No puedo sacarme de la cabeza la maravilla de playa que acabo de conocer y me pregunto si será posible construir ahí un restaurante de clase mundial (el que había está arrumbado hace años) y convertir esa playa en la verdadera Perla del Pacífico… ¿se podrá?...
El balneario de Concón siempre ha sido parte de mi vida, ya que desde que nací veníamos de vacaciones a la casa de mi abuela, en Maroto con calle 6. Pasé toda mi adolescencia en la Playa Amarilla y con el paso de los años, mi familia vendió la casa por problemas económicos y con el típico comentario clasista: “es que Concón ya no es lo mismo”.
Traigo esta introducción por un tema más complejo que quisiera plantear para ver si, aunque sea por mail, debatimos sobre negocios prósperos y mala educación de la gente. Por primera vez en mis cuarenta y nueve años bajé a la playa Los Lilenes (todas las veces que pasaba por el camino costero, siempre se veía totalmente llena de gente y sabía que era muy popular, que no había ni un centímetro para usarla sin que al lado tuyo hubiera una señora con guagua, con coolers, pelotazos, etc.). Sin embargo, no puedo sacarme de la cabeza la maravilla de playa que acabo de conocer y me pregunto si será posible construir ahí un restaurante de clase mundial (el que había está arrumbado hace años) y convertir esa playa en la verdadera Perla del Pacífico… ¿se podrá?...
Llevo muchos años escuchando que en Chile no hay buen servicio porque la gran masa de gente es muy mal educada y no paga más por un buen servicio y así funciona el círculo vicioso que hace que estemos llenos de casos de proyectos bien intencionados fracasados. Sin embargo, creo que hay proyectos que justifican y encuentran un mercado que paga y que da para mantener un negocio. Ejemplo uno para “pechugones”: Starbucks; ejemplo dos para el pueblo: el Metro.

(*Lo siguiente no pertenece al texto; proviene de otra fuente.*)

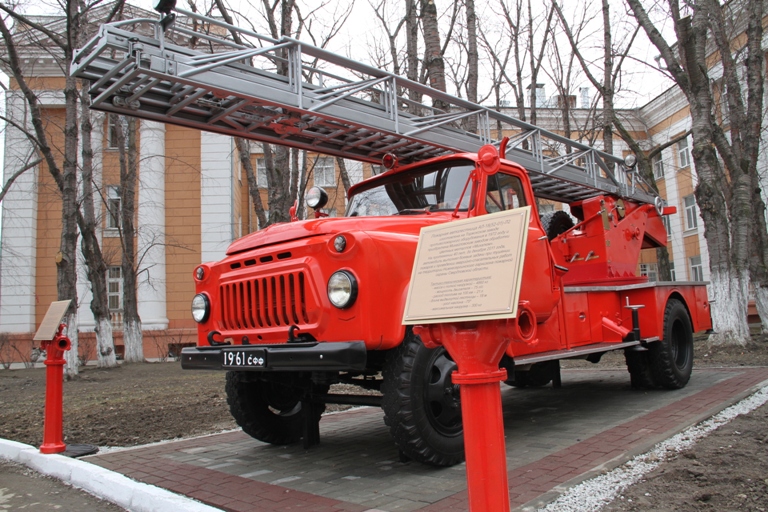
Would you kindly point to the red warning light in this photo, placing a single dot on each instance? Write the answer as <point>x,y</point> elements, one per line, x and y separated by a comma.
<point>389,161</point>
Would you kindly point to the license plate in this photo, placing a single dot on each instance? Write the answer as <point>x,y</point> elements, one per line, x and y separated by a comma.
<point>244,359</point>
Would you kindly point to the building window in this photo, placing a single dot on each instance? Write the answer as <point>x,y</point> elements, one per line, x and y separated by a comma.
<point>697,271</point>
<point>115,296</point>
<point>650,271</point>
<point>331,212</point>
<point>667,225</point>
<point>113,208</point>
<point>658,167</point>
<point>261,173</point>
<point>112,139</point>
<point>325,172</point>
<point>683,153</point>
<point>691,213</point>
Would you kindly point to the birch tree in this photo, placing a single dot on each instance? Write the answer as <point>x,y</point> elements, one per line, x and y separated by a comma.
<point>65,174</point>
<point>725,193</point>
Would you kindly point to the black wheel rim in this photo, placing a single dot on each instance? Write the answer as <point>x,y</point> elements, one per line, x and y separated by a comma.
<point>679,345</point>
<point>281,400</point>
<point>441,397</point>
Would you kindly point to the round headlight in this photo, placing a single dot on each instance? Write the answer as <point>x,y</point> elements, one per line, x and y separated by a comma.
<point>340,243</point>
<point>201,308</point>
<point>316,198</point>
<point>342,289</point>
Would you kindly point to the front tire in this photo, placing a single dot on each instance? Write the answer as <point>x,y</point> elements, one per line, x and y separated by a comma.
<point>267,408</point>
<point>671,359</point>
<point>421,405</point>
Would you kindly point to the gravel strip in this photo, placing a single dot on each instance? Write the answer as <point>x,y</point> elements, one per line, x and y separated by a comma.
<point>597,492</point>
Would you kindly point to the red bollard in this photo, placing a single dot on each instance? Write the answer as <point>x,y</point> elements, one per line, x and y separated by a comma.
<point>477,351</point>
<point>53,430</point>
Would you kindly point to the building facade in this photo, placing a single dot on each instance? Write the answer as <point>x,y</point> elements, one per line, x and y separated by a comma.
<point>193,201</point>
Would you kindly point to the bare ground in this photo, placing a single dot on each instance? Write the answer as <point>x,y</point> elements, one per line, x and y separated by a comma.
<point>142,403</point>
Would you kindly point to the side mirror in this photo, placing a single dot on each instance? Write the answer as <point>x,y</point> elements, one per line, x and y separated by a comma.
<point>488,161</point>
<point>316,198</point>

Sé que son miles las diferencias y que la relación de estos ejemplos con Los Lilenes daría para dos columnas adicionales, pero los animo a no enrollarse en explicaciones racionales y a echar andar la guata y el corazón soñando con puras cosas positivas.

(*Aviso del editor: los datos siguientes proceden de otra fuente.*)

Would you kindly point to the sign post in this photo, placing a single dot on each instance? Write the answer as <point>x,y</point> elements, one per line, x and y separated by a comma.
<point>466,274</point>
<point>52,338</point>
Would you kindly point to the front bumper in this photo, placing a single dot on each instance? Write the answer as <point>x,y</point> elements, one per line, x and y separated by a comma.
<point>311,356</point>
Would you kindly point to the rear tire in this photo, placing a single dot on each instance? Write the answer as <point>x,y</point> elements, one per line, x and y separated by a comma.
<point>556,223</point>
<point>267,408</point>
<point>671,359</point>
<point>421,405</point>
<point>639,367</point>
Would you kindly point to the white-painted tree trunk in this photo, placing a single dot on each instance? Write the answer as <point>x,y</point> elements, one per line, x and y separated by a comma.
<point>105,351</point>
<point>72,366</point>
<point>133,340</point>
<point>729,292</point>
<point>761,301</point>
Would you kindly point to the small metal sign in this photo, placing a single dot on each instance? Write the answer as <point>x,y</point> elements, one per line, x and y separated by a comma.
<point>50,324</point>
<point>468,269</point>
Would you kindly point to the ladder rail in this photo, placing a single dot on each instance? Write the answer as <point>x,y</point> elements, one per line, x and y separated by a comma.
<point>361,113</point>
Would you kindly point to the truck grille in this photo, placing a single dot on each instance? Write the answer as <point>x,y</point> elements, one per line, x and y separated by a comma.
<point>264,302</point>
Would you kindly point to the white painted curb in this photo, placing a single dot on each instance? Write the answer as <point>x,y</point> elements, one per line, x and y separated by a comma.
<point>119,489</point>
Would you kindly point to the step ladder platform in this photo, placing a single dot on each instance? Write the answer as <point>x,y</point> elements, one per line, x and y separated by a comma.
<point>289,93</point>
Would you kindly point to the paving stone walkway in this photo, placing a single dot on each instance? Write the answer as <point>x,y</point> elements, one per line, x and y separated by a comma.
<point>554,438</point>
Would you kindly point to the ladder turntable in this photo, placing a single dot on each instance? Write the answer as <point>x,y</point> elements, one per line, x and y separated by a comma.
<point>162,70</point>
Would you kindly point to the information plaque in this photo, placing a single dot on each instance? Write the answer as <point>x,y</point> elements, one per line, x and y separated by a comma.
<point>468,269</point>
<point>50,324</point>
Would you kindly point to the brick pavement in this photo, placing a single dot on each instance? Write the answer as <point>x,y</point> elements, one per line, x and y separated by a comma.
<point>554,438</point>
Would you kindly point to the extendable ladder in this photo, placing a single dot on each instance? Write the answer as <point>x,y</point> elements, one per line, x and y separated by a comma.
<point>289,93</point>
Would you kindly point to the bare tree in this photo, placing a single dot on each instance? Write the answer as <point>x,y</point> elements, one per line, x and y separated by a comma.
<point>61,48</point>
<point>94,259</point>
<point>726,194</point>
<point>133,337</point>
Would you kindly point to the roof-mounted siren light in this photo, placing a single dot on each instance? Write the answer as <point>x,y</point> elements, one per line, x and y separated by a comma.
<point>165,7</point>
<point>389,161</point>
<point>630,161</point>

Lo que yo me imagino, con optimismo e ingenuidad, es que se podría construir un restaurante con una buena inversión, pero que tuviera todas la condiciones y reglas para que se transformara en un lugar idílico, además de poner reglas estrictas para el cuidado de la playa, pues esta simple definición permitiría que este lugar fuera único y sin clasismo de por medio. Y no estoy pensando en precios inalcanzables, sino que algo bien hecho. Cada vez creo que hay más oportunidades para gente que haga bien las cosas, y sin grandes márgenes se puede hacer un negocio que dure mucho en el tiempo.
Crucé al local que está frente a la playa y los lugareños me contaron que ellos eran los dueños y que estaban a punto de vender todas las hectáreas de este borde costero y que el principal oferente en este momento era alguien que quería poner una clínica de belleza (cirugía plástica, me imagino yo). Que tristeza me daría que así fuera.
Quizás escribo esta columna como una especie de alerta para gente que anda buscando negocios, ya que la sobrepoblación que inunda Concón en estos días creo que dará para que se establezcan allí restaurantes, cines, espectáculos y de “un cuanto hay” como jamás se imaginó mi abuelita Estela.